Ivory Coast and Ghana are cancelling all cocoa sustainability schemes that US-based Hershey runs in their countries, accusing the chocolate maker of trying to avoid paying a cocoa premium aimed at combating farmer poverty.
In a letter addressed to Hershey and seen by Reuters, the Ivorian and Ghanaian cocoa regulators accuse Hershey of sourcing unusually large volumes of physical cocoa on the ICE futures exchange in order to avoid the premium, known as a living income differential (LID).
The letter, which also accuses Fuji Oil Holdings' Blommer subsidiary of aiding Hershey, was verified as authentic by spokespeople for the regulators.
Ivory Coast and Ghana, which produce two-thirds of the world's cocoa, said they are also barring third party companies from running sustainability schemes in the west African nations on behalf of Hershey.
The schemes certify cocoa as sustainably sourced, allowing companies to market their chocolate as ethical and charge a premium for it.
Hershey and Blommer had no immediate comment.
Hershey said last week it was committed to paying the LID, and that the majority of cocoa it bought would continue to come from West Africa and would include the LID for the 2020-21 crop and beyond.
Several market sources said Hershey had recently struck a deal with the ICE exchange to take physical delivery of a large amount of cocoa, allowing it to buy less from Ivory Coast and Ghana and so avoid the premium.
LID On Cocoa Sales
The west African nations last year introduced a $400 a tonne LID on cocoa sales for the 2020/21 season, but have since struggled to sell their beans as chocolate demand has been hit by the coronavirus-induced recession.

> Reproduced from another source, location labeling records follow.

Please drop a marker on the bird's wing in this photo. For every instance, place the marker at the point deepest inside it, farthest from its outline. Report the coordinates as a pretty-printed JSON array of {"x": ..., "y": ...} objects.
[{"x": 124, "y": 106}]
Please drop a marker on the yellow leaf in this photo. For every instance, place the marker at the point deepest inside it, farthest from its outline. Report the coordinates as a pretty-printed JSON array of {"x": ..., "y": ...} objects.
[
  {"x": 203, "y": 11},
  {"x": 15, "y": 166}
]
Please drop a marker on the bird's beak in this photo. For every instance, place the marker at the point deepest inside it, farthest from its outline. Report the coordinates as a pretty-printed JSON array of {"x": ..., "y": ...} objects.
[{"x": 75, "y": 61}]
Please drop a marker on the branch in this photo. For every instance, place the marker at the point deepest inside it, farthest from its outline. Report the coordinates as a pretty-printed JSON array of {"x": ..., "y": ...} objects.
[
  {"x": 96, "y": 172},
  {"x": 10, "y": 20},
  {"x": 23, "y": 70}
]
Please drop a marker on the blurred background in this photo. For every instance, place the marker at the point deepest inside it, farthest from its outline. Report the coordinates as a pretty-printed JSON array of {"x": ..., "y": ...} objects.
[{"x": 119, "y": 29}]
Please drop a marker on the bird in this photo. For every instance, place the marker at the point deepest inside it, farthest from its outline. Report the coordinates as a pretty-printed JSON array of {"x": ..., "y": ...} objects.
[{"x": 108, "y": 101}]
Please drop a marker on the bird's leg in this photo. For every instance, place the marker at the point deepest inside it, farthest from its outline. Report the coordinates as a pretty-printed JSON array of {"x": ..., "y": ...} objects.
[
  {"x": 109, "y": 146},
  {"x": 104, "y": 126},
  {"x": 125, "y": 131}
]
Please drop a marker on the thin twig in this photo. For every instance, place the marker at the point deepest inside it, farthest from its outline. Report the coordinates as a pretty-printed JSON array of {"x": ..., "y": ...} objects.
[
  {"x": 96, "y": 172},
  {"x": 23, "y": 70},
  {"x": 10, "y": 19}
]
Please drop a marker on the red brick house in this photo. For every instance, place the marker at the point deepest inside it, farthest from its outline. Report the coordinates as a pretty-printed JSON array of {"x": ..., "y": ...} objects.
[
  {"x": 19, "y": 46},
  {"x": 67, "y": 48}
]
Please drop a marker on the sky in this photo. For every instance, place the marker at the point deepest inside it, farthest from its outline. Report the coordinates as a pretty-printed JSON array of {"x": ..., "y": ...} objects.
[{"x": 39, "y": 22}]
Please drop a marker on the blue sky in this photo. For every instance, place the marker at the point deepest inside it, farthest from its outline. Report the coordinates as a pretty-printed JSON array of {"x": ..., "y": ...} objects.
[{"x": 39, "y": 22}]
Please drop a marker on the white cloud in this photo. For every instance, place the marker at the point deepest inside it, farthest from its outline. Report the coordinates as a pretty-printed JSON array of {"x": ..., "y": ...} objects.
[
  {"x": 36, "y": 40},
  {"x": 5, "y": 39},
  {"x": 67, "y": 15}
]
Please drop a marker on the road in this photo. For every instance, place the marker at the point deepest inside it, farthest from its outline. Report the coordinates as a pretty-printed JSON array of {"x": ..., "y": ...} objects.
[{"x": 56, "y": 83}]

In a separate document seen by Reuters, the world's top cocoa producers said they had withdrawn from membership of a US cocoa industry association, accusing the body of helping companies including Hershey avoid paying the LID.
The Cocoa Merchants Association of America (CMAA) is "condoning and conniving with American companies against poor West African cocoa farmers", the document, also verified as authentic by the Ivorian and Ghanaian regulators, read.
Ivory Coast and Ghana also said they are reviewing their membership of the Federation of Cocoa Commerce (FCC), a UK-based international organisation that aims to promote, protect and regulate the cocoa trade.